Le crédo de Stéphane Piatzszek c’est le polar, un genre qu’il aime et qu’il investit pour raconter ses propres histoires. Le récit de genre offre le confort d’une structure codifiée qui plait aux lecteurs et rassure les éditeurs, mais il est passionnant de voir comment albums après albums l’auteur tout en se lovant au cœur du genre en décale légèrement les conventions pour raconter une histoire à lui. L’autre grande force de Piatzszek est « le choix » des dessinateurs avec qui il travaille, et ceci est particulièrement vrai pour ce nouveau diptyque Ordures.

Choix étonnant de l’éditeur que de scindé en deux volets cette histoire donnant après lecture de ce premier tome le sentiment de n’avoir qu’une moitié de récit. Difficile donc de juger la qualité de celle-ci, mais une chose est certaine Stéphane Piatzszek a du talent pour construire des personnages attachants et denses. En ce sens il est proche de ce que peut faire Luc Brunschwig.
Polar social, cru et s’annonçant comme une parabole, le noir et blanc était de mise. Mais le dessin d’Olivier Cinna (avec qui Piatzszek a déjà collaboré pour La fête des morts, Futuropolis, 2011) dépasse de loin le simple code formel. Avec ses « tâches » de noir qui en quelques coups de pinceau dessine un personnage et en saisisse l’âme, le trait de Cinna fait écho à celui d’Hugo Pratt sur les Corto Maltese entre Tango et La Ballade de la mer salée. Le dessinateur se démarque par la précision de ses cadrages aux accents de cinéma qui boostent le récit et lui donne un vrai punch.

Un premier tome « d’introduction » qui donne follement envie de découvrir la suite !

Par melville, le 17 janvier 2014

Après avoir réalisé en commun Mr Deeds (en 2005) et Fête des morts (en 2011), Stéphane Piatzszeck et Olivier Cinna se retrouvent à nouveau sous le couvert de la maison Futuropolis.
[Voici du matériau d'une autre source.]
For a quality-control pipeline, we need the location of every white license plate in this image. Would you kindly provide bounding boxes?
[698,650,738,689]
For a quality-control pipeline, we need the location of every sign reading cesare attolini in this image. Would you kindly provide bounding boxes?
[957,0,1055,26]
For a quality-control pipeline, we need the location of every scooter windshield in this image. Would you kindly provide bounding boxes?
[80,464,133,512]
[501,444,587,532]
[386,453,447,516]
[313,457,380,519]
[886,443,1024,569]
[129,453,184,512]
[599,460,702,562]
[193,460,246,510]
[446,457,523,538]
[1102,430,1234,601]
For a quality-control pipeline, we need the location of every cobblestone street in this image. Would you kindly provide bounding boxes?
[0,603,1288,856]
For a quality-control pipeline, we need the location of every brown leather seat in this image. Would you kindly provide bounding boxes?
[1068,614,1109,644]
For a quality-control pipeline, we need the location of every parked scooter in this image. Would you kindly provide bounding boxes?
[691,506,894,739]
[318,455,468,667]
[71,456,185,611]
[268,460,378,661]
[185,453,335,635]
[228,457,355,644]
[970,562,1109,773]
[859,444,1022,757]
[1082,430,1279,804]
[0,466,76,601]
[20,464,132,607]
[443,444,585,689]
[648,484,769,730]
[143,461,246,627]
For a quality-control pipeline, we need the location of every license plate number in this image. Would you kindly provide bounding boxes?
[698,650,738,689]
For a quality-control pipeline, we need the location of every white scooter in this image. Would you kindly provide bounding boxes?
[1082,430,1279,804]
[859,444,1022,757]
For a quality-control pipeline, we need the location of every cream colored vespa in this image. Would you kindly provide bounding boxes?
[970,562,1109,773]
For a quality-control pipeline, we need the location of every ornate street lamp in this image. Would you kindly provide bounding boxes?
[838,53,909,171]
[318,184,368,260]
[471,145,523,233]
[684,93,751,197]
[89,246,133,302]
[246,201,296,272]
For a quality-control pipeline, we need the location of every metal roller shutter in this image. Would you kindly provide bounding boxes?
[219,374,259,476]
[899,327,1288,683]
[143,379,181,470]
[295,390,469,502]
Cette fois-ci, après une incartade policière sur le continent africain, les deux auteurs nous offrent une autre vision sociétale beaucoup plus proche, celle concernant la banlieue de la capitale française.

Ce premier opus donne l’occasion au scénariste de montrer du doigt le malaise qui grève ces quartiers multiethniques, laissés un tant soit peu à l’abandon, et dont la population, non chanceuse, parasitée par des malversations souterraines en tout genre, se débrouille comme elle peut. Pour cela, l’on fait la connaissance des trois protagonistes récurrents, bien caractérisés, (in)dignes représentants de cette société laissée pour compte, et à travers eux, l’on découvre le décor déliquescent, chargé de détritus et d’immeubles en ruines, qui les entoure. A cet égard, Stéphane Piatzszeck trouve les justes situations pour camper l’atmosphère de ces quartiers et grâce à une succession d’évocations succinctes et sans appel habilement étalées tout au long de l’album, il décrit la dure réalité quotidienne. Trafics en tout genre (cigarettes, drogue, papiers…), guerre entre les gangs, contrebande, flics pourris, vols… tout y passe pour dresser un tableau pour le moins affligeant.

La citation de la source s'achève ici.